This is an automated email from the ASF dual-hosted git repository.
potiuk pushed a commit to branch main
in repository https://gitbox.apache.org/repos/asf/airflow.git
The following commit(s) were added to refs/heads/main by this push:
new daccc75b06 Make task.run work with DB isolation (#41154)
daccc75b06 is described below
commit daccc75b064c735636027b20f3edb82da69ffab1
Author: Jarek Potiuk <[email protected]>
AuthorDate: Thu Aug 1 09:22:19 2024 +0200
Make task.run work with DB isolation (#41154)
This PR adds possibility to handle tests that perform task.run
call in DB isolation mode. This call is treated specially - i.e.
it will be possible for the run() method to use the DB directly.
to set up the task but then when _run_raw_task below will use
the DB, there will be an error raised.
That allows to fix the `test_core.py` and likely a number of
other tests that rely on the run() method to run the tests.

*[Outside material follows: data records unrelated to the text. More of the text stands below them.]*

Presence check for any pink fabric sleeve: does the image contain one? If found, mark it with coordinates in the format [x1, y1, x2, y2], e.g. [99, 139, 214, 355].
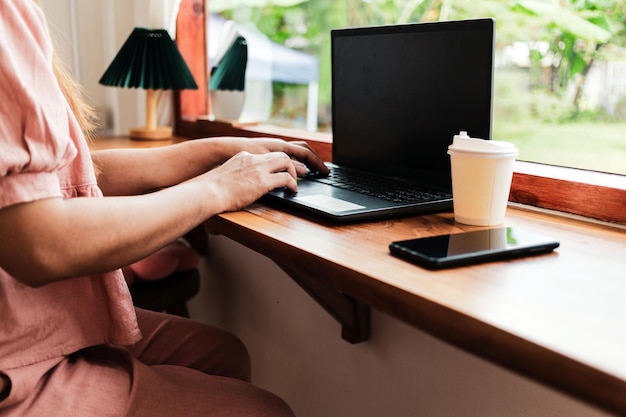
[0, 0, 77, 208]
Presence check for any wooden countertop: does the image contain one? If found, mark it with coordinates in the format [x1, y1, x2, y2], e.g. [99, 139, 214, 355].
[90, 137, 626, 415]
[207, 204, 626, 415]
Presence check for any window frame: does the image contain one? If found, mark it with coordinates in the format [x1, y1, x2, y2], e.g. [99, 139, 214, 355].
[175, 0, 626, 224]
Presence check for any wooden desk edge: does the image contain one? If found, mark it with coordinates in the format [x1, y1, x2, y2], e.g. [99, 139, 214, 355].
[206, 211, 626, 415]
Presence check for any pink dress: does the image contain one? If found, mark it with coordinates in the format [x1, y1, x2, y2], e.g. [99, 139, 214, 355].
[0, 0, 140, 404]
[0, 4, 293, 417]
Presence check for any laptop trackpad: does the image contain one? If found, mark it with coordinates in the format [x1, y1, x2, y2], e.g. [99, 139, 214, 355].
[293, 194, 365, 212]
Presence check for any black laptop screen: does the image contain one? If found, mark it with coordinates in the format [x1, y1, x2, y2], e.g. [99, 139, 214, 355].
[331, 19, 494, 186]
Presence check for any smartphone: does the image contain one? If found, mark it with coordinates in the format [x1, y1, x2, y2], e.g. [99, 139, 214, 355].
[389, 227, 559, 269]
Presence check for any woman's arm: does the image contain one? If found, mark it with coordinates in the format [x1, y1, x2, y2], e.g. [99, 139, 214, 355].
[92, 137, 327, 196]
[0, 152, 297, 286]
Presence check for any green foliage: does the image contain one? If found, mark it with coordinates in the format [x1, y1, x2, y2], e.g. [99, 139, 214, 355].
[216, 0, 626, 122]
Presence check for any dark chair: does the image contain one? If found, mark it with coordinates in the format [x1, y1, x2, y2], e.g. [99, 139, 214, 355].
[129, 226, 208, 317]
[129, 268, 200, 317]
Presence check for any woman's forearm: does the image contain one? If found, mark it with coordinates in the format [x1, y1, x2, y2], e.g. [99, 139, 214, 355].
[0, 182, 220, 286]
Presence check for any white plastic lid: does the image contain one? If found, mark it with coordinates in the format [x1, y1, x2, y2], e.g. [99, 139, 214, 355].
[448, 131, 519, 157]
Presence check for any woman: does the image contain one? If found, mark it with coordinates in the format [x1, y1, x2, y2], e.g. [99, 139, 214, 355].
[0, 0, 325, 416]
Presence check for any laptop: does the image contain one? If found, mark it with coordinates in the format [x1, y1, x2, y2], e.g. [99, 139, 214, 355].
[265, 19, 495, 222]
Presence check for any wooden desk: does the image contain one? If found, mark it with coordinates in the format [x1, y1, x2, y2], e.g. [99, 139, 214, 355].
[206, 204, 626, 415]
[91, 137, 626, 415]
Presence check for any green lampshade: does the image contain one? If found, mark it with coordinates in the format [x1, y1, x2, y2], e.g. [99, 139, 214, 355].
[100, 28, 198, 90]
[209, 36, 248, 91]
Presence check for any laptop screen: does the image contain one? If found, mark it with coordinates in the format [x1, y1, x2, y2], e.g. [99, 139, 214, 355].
[331, 19, 494, 188]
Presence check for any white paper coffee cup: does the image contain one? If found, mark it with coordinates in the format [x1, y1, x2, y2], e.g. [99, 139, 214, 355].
[448, 132, 519, 226]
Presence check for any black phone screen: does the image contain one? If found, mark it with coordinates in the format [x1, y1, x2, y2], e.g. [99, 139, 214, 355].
[389, 227, 559, 268]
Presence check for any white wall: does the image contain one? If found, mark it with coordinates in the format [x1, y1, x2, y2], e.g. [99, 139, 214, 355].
[43, 0, 605, 417]
[42, 0, 149, 134]
[191, 236, 606, 417]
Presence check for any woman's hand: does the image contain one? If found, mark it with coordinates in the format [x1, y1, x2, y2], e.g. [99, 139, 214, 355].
[196, 151, 305, 212]
[210, 137, 328, 175]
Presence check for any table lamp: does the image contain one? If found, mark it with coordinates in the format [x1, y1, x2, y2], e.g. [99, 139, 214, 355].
[100, 28, 198, 140]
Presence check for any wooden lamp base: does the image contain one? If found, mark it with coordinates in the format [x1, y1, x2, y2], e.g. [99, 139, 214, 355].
[129, 126, 172, 140]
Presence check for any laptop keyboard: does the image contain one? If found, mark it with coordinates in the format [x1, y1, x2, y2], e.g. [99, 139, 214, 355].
[308, 166, 452, 203]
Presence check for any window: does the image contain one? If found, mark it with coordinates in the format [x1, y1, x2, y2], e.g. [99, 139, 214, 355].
[177, 0, 626, 223]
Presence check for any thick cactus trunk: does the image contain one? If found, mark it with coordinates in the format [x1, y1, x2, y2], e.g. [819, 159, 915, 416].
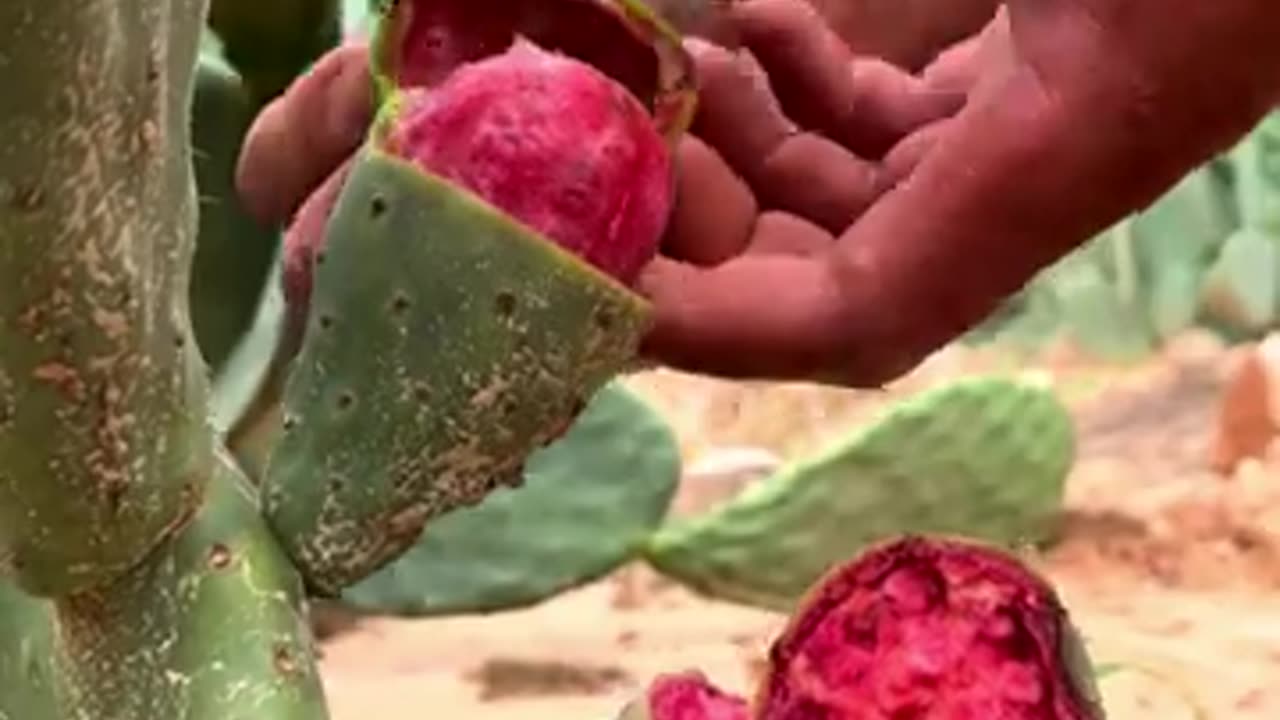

This required to improve the _set_ti_attrs method to handle
dag_run inside the task instance pydantic to task instance
mapping - because we are actually using TaskInstance for those
tests not TaskInstancePydantic under the hood.
Related: #41067
---
airflow/models/taskinstance.py | 33 ++++++++++++++++++++++++++++++---
airflow/settings.py | 31 ++++++++++++++++++++++++++-----
tests/core/test_core.py | 3 +++
tests/datasets/test_manager.py | 3 +++
4 files changed, 62 insertions(+), 8 deletions(-)
diff --git a/airflow/models/taskinstance.py b/airflow/models/taskinstance.py
index fb3fb46f6d..9210659d4c 100644
--- a/airflow/models/taskinstance.py
+++ b/airflow/models/taskinstance.py
@@ -242,7 +242,6 @@ def _run_raw_task(
ti.test_mode = test_mode
ti.refresh_from_task(ti.task, pool_override=pool)
ti.refresh_from_db(session=session)
-
ti.job_id = job_id
ti.hostname = get_hostname()
ti.pid = os.getpid()
@@ -800,7 +799,7 @@ def _execute_task(task_instance: TaskInstance |
TaskInstancePydantic, context: C
return result
-def _set_ti_attrs(target, source):
+def _set_ti_attrs(target, source, include_dag_run=False):
# Fields ordered per model definition
target.start_date = source.start_date
target.end_date = source.end_date
@@ -827,6 +826,27 @@ def _set_ti_attrs(target, source):
target.next_method = source.next_method
target.next_kwargs = source.next_kwargs
+ if include_dag_run:
+ target.execution_date = source.execution_date
+ target.dag_run.id = source.dag_run.id
+ target.dag_run.dag_id = source.dag_run.dag_id
+ target.dag_run.queued_at = source.dag_run.queued_at
+ target.dag_run.execution_date = source.dag_run.execution_date
+ target.dag_run.start_date = source.dag_run.start_date
+ target.dag_run.end_date = source.dag_run.end_date
+ target.dag_run.state = source.dag_run.state
+ target.dag_run.run_id = source.dag_run.run_id
+ target.dag_run.creating_job_id = source.dag_run.creating_job_id
+ target.dag_run.external_trigger = source.dag_run.external_trigger
+ target.dag_run.run_type = source.dag_run.run_type
+ target.dag_run.conf = source.dag_run.conf
+ target.dag_run.data_interval_start = source.dag_run.data_interval_start
+ target.dag_run.data_interval_end = source.dag_run.data_interval_end
+ target.dag_run.last_scheduling_decision =
source.dag_run.last_scheduling_decision
+ target.dag_run.dag_hash = source.dag_run.dag_hash
+ target.dag_run.updated_at = source.dag_run.updated_at
+ target.dag_run.log_template_id = source.dag_run.log_template_id
+
def _refresh_from_db(
*,
@@ -859,7 +879,14 @@ def _refresh_from_db(
)
if ti:
- _set_ti_attrs(task_instance, ti)
+ from airflow.serialization.pydantic.taskinstance import
TaskInstancePydantic
+
+ include_dag_run = isinstance(ti, TaskInstancePydantic)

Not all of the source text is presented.